Before ducking back into his apartment, he wished the crowd “buon pranzo” – Have a nice lunch! – not exactly a religious message, but one that resonated with every Italian.
A parish pastor
Pope Francis’ first Sunday Mass was not celebrated in St. Peter’s Basilica, but in the tiny St. Anne’s Church – the parish church of Vatican City residents and workers.
Here, too, he spoke about mercy, and seemed to suggest that Christians today, like the people of the Gospel, have trouble living up to the teachings about forgiveness.
“We too, I think, are this people who, on one hand want to listen to Jesus, but on the other, sometimes we like to beat up on others, condemn the others,” he said.
“The message of Jesus is mercy. For me, and I say this with humility, mercy is the strongest message of the Lord,” he said.
The new pope looked every bit the parish pastor, delivering his sermon without notes and, at the end of the Mass, greeting every parishioner one by one as he stood outside the church doors in his liturgical garb.
It was clear that, although Pope Francis has a reputation of being camera-shy and reserved, he is a people person. He seemed to relish every one of the mini-encounters with the men, women and children in the parish, giving them each a few words, a kiss or a caress on the cheek.
Then he walked out to the street on the Vatican City border and delighted a crowd of cheering Romans, as his security staff scrambled to control the situation.
Hermeneutic of the Holy Spirit
The word “hermeneutic” is not on the tip of every Catholic’s tongue, but it was a significant term during the eight years of Pope Benedict’s pontificate. The word refers to an interpretive key, or a way of reading a text or event.
For the German pope, the church was divided by the way it implemented the Second Vatican Council, what he called “an unacceptable hermeneutic of discontinuity and rupture” vs. “a hermeneutic of continuity and reform.”

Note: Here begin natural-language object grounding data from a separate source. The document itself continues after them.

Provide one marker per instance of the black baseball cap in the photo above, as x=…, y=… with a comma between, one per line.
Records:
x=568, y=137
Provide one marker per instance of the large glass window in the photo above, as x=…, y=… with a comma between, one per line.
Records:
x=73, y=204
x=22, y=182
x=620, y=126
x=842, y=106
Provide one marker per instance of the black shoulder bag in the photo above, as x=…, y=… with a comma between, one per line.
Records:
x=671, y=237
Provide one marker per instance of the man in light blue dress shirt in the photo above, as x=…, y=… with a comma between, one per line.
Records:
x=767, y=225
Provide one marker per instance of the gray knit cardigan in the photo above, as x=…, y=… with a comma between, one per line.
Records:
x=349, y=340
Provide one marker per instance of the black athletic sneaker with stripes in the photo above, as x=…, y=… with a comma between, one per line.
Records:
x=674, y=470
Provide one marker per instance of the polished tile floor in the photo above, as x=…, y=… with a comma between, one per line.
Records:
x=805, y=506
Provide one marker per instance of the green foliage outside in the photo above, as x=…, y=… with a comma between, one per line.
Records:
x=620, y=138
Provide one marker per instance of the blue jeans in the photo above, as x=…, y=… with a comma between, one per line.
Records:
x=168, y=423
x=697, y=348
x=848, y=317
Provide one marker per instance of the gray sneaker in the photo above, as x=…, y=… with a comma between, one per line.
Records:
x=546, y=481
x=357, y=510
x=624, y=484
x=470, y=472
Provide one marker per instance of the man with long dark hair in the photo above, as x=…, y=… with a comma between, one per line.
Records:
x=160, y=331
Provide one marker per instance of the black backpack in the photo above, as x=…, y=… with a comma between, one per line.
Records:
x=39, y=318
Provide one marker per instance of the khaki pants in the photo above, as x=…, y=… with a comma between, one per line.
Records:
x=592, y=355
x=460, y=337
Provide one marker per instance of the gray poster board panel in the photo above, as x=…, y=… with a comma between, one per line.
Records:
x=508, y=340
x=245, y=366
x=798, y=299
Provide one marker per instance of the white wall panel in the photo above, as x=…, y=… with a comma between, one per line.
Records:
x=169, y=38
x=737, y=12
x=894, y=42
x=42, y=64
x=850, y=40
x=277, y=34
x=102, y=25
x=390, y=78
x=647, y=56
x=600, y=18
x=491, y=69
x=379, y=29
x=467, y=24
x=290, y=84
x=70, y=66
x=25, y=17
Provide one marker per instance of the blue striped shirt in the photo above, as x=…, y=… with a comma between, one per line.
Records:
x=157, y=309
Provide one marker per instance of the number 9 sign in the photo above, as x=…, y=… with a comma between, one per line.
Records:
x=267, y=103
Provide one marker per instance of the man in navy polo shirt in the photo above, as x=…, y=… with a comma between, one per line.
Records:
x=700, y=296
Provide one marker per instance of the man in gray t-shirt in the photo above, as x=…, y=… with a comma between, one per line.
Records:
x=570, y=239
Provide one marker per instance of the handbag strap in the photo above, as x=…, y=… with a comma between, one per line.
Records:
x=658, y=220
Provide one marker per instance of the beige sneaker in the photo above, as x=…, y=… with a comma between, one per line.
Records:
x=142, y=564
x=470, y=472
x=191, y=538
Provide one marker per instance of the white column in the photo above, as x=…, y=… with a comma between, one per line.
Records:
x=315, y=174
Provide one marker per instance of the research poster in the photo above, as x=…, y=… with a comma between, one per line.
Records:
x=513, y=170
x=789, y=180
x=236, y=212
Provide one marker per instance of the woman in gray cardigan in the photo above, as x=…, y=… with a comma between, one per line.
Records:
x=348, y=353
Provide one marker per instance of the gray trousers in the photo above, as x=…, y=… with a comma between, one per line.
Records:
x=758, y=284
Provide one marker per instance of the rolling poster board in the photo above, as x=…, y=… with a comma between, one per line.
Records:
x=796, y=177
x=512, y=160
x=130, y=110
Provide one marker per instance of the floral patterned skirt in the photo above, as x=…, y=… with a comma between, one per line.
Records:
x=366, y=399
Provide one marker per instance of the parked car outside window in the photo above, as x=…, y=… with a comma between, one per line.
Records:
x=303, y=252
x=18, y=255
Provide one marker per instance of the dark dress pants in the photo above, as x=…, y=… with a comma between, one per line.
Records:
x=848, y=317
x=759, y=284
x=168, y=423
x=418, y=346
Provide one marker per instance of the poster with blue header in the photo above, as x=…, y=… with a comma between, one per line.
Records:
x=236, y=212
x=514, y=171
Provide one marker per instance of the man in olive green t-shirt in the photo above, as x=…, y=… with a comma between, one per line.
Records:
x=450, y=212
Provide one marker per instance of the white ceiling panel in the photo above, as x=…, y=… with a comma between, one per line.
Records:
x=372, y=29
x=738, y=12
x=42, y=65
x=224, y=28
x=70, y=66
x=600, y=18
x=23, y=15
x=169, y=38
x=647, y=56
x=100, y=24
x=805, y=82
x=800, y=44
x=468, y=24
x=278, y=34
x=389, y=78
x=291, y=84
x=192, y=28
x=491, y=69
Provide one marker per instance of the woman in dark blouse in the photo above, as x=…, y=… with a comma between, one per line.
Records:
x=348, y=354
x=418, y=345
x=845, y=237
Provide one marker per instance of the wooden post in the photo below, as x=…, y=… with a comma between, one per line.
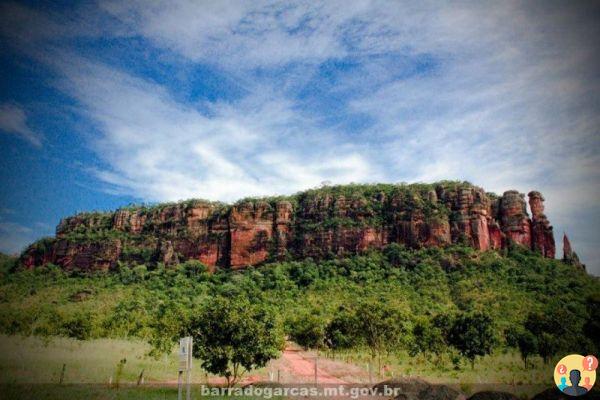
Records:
x=179, y=385
x=188, y=390
x=140, y=378
x=62, y=374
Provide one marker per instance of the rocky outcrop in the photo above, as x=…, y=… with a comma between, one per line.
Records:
x=514, y=220
x=569, y=256
x=327, y=222
x=542, y=236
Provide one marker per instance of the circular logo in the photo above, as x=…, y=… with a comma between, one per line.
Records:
x=575, y=374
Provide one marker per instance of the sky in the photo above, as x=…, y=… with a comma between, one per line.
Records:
x=108, y=103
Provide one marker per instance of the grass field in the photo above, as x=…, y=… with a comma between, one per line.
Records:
x=31, y=368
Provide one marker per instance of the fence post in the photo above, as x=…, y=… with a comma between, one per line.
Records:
x=140, y=378
x=62, y=374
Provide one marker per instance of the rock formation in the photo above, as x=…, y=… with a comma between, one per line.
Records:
x=542, y=237
x=326, y=222
x=569, y=256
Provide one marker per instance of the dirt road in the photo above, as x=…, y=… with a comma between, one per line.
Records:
x=302, y=369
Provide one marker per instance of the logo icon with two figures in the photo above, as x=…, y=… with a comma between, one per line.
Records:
x=575, y=374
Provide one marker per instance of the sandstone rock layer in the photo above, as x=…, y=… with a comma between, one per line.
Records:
x=319, y=223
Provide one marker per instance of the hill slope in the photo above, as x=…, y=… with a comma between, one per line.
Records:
x=322, y=223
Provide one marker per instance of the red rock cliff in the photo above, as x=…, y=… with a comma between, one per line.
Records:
x=318, y=223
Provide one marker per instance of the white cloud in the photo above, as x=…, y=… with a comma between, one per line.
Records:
x=160, y=149
x=13, y=120
x=15, y=237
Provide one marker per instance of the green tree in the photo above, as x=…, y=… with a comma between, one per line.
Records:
x=427, y=338
x=591, y=328
x=308, y=331
x=341, y=332
x=525, y=341
x=472, y=334
x=381, y=327
x=232, y=336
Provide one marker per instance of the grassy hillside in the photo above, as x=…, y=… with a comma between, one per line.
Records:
x=520, y=291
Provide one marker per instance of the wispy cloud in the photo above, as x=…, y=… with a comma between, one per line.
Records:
x=13, y=120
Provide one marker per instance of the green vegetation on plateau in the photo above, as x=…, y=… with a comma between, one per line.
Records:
x=453, y=304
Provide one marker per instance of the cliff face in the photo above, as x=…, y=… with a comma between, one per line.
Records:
x=332, y=221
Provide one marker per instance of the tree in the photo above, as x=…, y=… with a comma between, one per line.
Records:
x=472, y=334
x=231, y=336
x=551, y=331
x=591, y=326
x=341, y=332
x=525, y=341
x=427, y=338
x=308, y=331
x=381, y=327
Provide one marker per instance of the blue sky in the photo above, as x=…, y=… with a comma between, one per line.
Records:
x=107, y=103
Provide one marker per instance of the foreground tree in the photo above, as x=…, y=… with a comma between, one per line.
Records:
x=525, y=341
x=232, y=336
x=472, y=334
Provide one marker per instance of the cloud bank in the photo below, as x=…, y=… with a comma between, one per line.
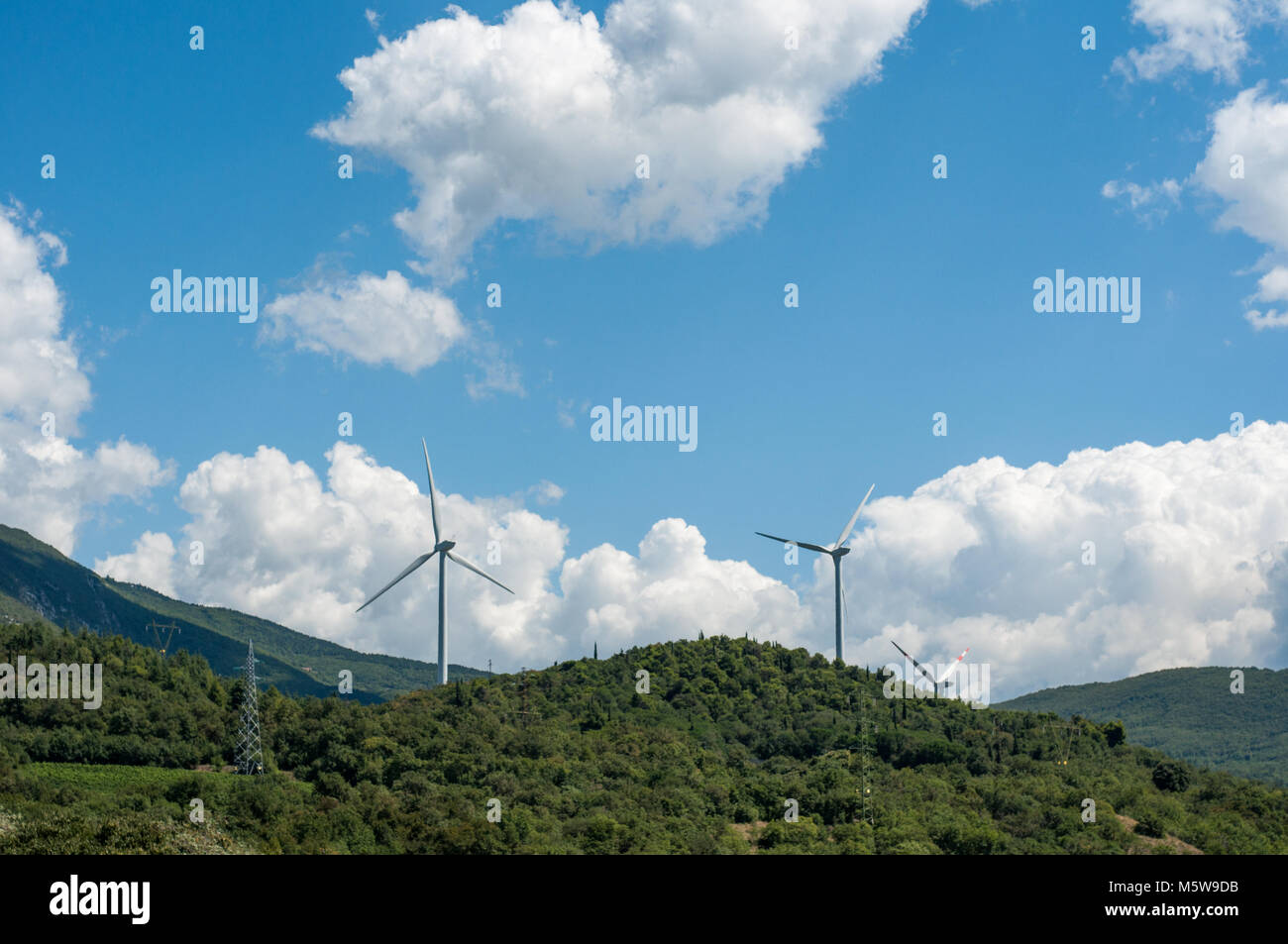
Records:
x=545, y=116
x=48, y=485
x=1189, y=566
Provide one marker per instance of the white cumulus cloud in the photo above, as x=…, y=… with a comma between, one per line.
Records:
x=1190, y=556
x=48, y=485
x=545, y=115
x=372, y=318
x=1247, y=166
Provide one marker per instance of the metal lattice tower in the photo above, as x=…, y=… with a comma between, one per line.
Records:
x=866, y=747
x=250, y=755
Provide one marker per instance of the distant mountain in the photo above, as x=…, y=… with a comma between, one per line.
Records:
x=39, y=583
x=711, y=746
x=1189, y=713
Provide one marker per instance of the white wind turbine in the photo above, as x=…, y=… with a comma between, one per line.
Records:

The word became almost emblematic of Benedict’s pontificate. So it was interesting to see Pope Francis use it – in a much different way – in his encounter with journalists Saturday. The “hermeneutic” of his pontificate, he seemed to be saying, is the action of the Holy Spirit.
“In everything that has occurred, the principal agent has been, in the final analysis, the Holy Spirit. He prompted the decision of Benedict XVI for the good of the Church; he guided the Cardinals in prayer and in the election,” he said.
“It is important, dear friends, to take into due account this way of looking at things, this hermeneutic, in order to bring into proper focus what really happened in these days.”
During the conclave, I noticed that none of the cardinal electors – including Cardinal Bergoglio, the new pope – had participated in Vatican II. I suspect that Pope Francis will be much less likely to use the council to frame the issues of church debate.